Dogs are a man's best friend. Or are they? There are many things about dogs that have become popularly known in our culture that actually are either half-true or completely false. So the next time you're hanging out with your friendly canine, perhaps you should know that the follow six things you probably believe about dogs are not true.
1. They're Colorblind
One common myth is that dogs are colorblind, in fact there's a whole episode of Rugrats shown from the dog's perspective in black-and-white. The truth is dogs are only partially colorblind, and can see yellow, green, blue and combinations of those three colors. Although that may explain why they like tennis balls so much.

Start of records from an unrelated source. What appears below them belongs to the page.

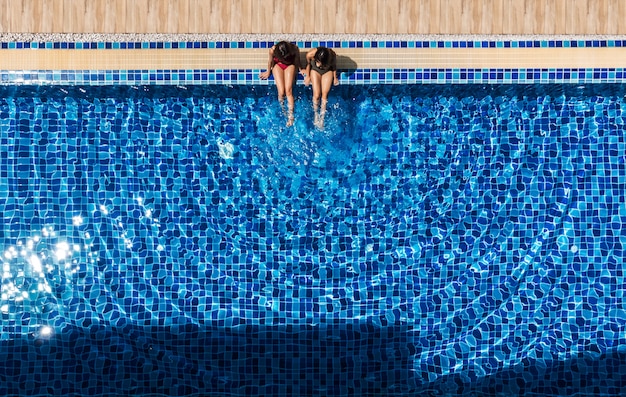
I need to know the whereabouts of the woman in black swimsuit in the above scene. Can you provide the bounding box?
[259,41,300,126]
[304,47,339,128]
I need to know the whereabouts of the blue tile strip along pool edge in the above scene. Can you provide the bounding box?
[0,68,626,85]
[0,40,626,85]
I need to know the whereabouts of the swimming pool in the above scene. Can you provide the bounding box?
[0,84,626,396]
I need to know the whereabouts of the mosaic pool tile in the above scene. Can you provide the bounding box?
[0,41,626,396]
[0,68,626,85]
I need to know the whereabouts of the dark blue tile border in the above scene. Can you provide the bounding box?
[0,39,626,50]
[0,68,626,85]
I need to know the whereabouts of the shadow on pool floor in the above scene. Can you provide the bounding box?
[0,324,626,396]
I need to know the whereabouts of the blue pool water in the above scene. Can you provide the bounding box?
[0,84,626,396]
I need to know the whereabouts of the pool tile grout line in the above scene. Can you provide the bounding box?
[0,68,626,85]
[0,39,626,50]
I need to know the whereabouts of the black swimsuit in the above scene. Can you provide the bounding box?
[309,59,333,76]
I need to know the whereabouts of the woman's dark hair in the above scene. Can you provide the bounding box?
[275,41,293,61]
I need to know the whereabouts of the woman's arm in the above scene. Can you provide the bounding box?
[259,46,274,80]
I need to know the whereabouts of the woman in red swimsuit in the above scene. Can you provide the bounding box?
[259,41,300,127]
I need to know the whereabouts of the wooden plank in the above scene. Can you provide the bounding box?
[0,0,626,35]
[586,0,609,34]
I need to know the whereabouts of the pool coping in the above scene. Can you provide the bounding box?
[0,34,626,85]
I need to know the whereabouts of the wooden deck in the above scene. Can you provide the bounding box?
[0,0,626,35]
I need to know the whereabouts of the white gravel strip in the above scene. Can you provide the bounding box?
[0,33,626,43]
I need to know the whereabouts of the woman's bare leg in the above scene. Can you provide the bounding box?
[317,72,334,128]
[311,70,322,126]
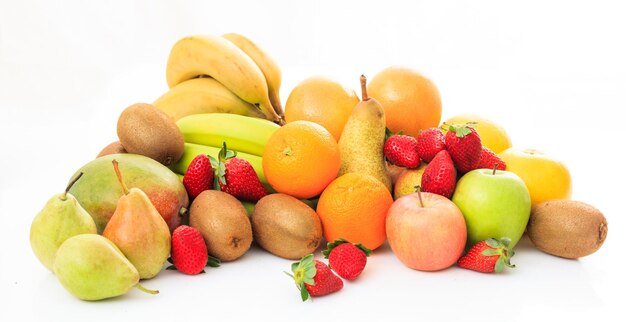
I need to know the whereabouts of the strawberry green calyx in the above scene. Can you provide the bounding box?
[447,122,478,138]
[322,238,372,258]
[285,254,317,302]
[481,237,515,273]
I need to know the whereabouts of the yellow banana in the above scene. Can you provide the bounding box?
[166,35,283,124]
[222,33,284,117]
[153,77,265,121]
[176,113,280,156]
[170,143,266,187]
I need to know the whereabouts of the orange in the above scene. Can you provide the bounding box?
[498,148,572,205]
[367,67,441,137]
[263,121,341,199]
[445,114,512,153]
[285,76,359,141]
[317,172,393,249]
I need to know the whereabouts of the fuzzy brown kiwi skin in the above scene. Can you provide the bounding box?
[189,190,252,262]
[527,200,608,259]
[250,193,322,260]
[117,103,185,166]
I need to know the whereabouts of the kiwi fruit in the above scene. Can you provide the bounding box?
[189,190,252,262]
[250,193,322,259]
[117,103,185,166]
[96,141,126,159]
[526,200,608,259]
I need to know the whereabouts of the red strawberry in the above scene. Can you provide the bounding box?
[287,254,343,301]
[183,154,214,199]
[422,150,456,199]
[383,134,420,169]
[476,146,506,170]
[417,127,446,163]
[322,239,372,281]
[217,143,267,202]
[457,237,515,273]
[445,123,483,173]
[168,225,219,275]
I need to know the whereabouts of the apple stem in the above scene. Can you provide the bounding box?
[415,186,424,208]
[491,162,500,176]
[61,172,83,200]
[113,159,128,195]
[135,283,159,294]
[361,75,370,102]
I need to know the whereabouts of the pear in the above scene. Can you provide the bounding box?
[30,172,97,271]
[53,234,158,301]
[102,160,171,279]
[338,75,391,191]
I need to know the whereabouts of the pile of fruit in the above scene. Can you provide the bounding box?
[30,34,608,300]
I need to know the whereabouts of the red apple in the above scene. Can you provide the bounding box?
[386,192,467,271]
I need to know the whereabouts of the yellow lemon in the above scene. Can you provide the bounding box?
[498,148,572,205]
[445,114,512,153]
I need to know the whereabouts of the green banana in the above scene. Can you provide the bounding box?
[176,113,280,157]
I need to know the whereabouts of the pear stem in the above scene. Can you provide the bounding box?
[113,159,128,195]
[415,186,424,208]
[361,75,370,102]
[135,283,159,295]
[61,172,83,200]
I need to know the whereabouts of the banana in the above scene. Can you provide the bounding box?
[153,77,265,121]
[170,143,273,187]
[222,33,284,118]
[166,35,284,124]
[176,113,280,156]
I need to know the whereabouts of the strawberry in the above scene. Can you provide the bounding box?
[183,154,214,199]
[286,254,343,301]
[422,150,456,199]
[217,142,267,202]
[322,239,372,281]
[445,123,483,174]
[457,237,515,273]
[417,127,446,163]
[168,225,219,275]
[476,146,506,170]
[383,134,420,169]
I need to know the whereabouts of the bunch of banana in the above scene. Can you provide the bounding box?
[172,113,280,187]
[154,33,284,125]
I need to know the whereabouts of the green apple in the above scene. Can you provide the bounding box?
[452,169,531,248]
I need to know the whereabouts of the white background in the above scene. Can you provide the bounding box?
[0,0,626,321]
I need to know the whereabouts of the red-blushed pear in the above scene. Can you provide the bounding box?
[452,164,528,249]
[386,188,467,271]
[102,160,171,279]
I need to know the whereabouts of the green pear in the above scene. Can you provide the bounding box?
[53,234,158,301]
[30,172,97,270]
[337,75,391,191]
[102,160,171,279]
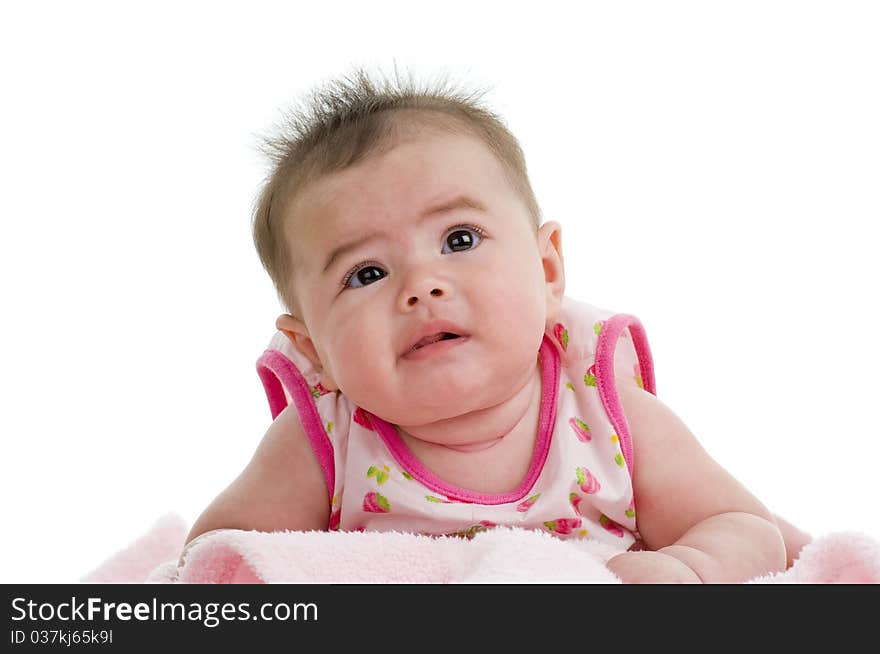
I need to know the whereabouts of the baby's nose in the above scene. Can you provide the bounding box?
[406,288,443,307]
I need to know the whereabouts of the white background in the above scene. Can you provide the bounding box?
[0,0,880,582]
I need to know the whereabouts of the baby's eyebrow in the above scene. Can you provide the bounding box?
[321,195,486,274]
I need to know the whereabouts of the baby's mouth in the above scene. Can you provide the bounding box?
[410,332,461,352]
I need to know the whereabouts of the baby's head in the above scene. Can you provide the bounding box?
[254,72,565,427]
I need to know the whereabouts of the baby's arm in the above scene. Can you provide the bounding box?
[180,405,330,562]
[608,382,786,583]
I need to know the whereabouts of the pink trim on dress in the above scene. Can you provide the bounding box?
[595,313,657,477]
[257,350,336,504]
[370,334,560,504]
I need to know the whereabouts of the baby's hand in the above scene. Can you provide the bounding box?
[606,550,702,584]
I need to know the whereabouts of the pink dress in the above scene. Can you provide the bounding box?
[257,297,655,550]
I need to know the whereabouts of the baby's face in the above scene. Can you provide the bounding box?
[286,132,564,427]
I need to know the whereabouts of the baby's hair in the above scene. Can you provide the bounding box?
[253,65,541,318]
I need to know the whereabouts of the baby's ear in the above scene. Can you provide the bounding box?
[275,313,339,391]
[538,221,565,315]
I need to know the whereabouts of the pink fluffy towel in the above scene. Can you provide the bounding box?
[79,513,880,584]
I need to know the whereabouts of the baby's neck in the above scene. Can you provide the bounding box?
[397,364,541,456]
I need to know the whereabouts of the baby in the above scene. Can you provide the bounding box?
[187,72,809,583]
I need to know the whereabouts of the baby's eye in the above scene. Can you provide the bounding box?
[342,264,386,288]
[443,225,483,254]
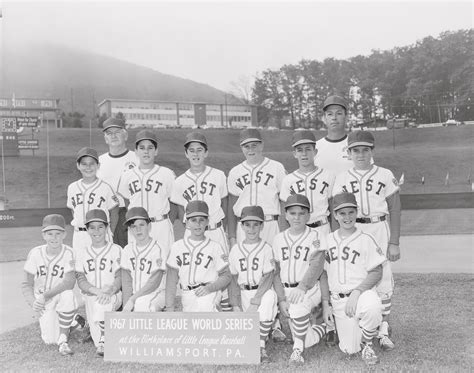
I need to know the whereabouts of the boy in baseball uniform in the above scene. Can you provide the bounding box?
[120,207,168,312]
[67,147,119,252]
[76,209,122,356]
[333,131,401,350]
[229,206,277,363]
[166,201,231,312]
[321,193,387,365]
[272,194,325,364]
[22,214,77,356]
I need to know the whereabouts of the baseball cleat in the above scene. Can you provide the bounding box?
[362,343,379,365]
[59,342,74,356]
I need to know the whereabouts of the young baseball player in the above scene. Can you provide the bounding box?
[67,148,119,253]
[321,193,386,365]
[229,206,277,363]
[118,130,175,252]
[120,207,168,312]
[333,131,401,350]
[272,194,325,364]
[76,209,122,356]
[22,214,77,355]
[166,201,231,312]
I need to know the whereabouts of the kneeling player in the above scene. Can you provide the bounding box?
[22,214,77,355]
[76,209,122,356]
[120,207,167,312]
[166,201,231,312]
[229,206,277,363]
[322,193,386,365]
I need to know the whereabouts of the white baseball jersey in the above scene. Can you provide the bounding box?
[333,165,400,217]
[97,150,140,207]
[229,240,274,286]
[120,240,166,293]
[325,228,387,294]
[273,227,325,284]
[280,167,335,224]
[76,242,122,289]
[227,157,286,216]
[67,179,119,228]
[118,164,176,219]
[24,245,74,296]
[170,166,227,225]
[167,237,228,288]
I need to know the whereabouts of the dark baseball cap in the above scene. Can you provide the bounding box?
[240,206,265,222]
[323,95,347,111]
[347,131,375,149]
[332,193,357,211]
[102,118,125,132]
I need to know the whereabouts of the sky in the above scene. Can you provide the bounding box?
[0,0,473,91]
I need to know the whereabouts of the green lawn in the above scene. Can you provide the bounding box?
[0,274,474,372]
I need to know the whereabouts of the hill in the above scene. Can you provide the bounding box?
[0,44,234,116]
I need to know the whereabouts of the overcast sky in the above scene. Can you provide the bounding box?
[0,0,473,90]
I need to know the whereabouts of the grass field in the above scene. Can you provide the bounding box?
[0,126,474,208]
[0,274,474,372]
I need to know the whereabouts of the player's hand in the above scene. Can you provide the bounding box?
[387,243,400,262]
[286,288,306,304]
[345,290,360,317]
[278,300,290,317]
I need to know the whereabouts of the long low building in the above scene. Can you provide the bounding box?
[99,98,257,128]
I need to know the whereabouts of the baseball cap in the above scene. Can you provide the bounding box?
[332,193,357,211]
[323,95,347,111]
[186,201,209,219]
[285,194,311,210]
[124,207,150,225]
[240,128,263,146]
[76,147,99,163]
[291,131,316,148]
[240,206,265,222]
[41,214,66,232]
[135,130,158,146]
[347,131,375,149]
[102,118,125,132]
[184,132,207,148]
[85,209,108,225]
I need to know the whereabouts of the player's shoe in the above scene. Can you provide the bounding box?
[59,342,74,356]
[290,348,304,365]
[379,335,395,351]
[362,342,379,365]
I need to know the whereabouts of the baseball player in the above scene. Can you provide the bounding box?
[321,193,386,365]
[166,201,231,312]
[75,209,122,356]
[22,214,77,356]
[229,206,277,363]
[67,148,119,253]
[97,118,138,247]
[333,131,401,350]
[118,130,175,253]
[272,194,325,364]
[120,207,168,312]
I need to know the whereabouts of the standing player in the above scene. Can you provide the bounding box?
[76,209,122,356]
[229,206,277,363]
[22,214,77,355]
[120,207,168,312]
[166,201,231,312]
[97,118,138,247]
[333,131,401,350]
[118,130,175,253]
[273,194,325,364]
[67,148,119,253]
[321,193,386,365]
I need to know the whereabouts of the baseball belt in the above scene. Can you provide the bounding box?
[356,215,387,224]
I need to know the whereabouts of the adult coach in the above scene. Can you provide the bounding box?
[97,118,138,247]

2. A Dog's Mouth is Cleaner than a Human's Mouth
This is also half-true. The germs in a dog's mouth largely only affect dogs, so if a human gets licked by a dog, the dog germs won't affect them. But there's still an equal amount of bacteria in both human and dog mouths, obviously dogs like to eat garbage and other things that could contain bacteria or germs that could cause an infection if transferred to a human.
3, One Human Year Equals Seven Dog Years
While a lifetime of a dog may be around 10 years, which is about 1/7th of a human's lifetime, dogs don't mature at the same rate as humans. It takes dogs less than one year to reach the "adult" stage in their maturation. If the one human year equals seven dogs years thing were true, that means dogs become adults at seven "Dog Years." It's just not an accurate portrayal of how dogs age.
4. A Dry Nose Means Your Dog is Sick
While a dry nose may be a sign of dehydration, sunburn or allergies, it can also be a sign that your dog just woke up. A dog's nose becomes dry when they sleep, and it takes about 10 minutes for it to get wet again.
5. Indoor Dogs Don't Get Heartworms
First of all, why are you keeping your dog inside all day? You're a monster. Second of all, they can still get heartworms. Mosquitos can transfer heartworms to dogs, and they're not exclusive to being outdoors.
6. Only Male Dogs Hump (and It's Sexual)
Humping is a common behavior in dogs for any reason. It can be to assert dominance, but it could be to express excitement or stress. Sometimes it can just be for attention.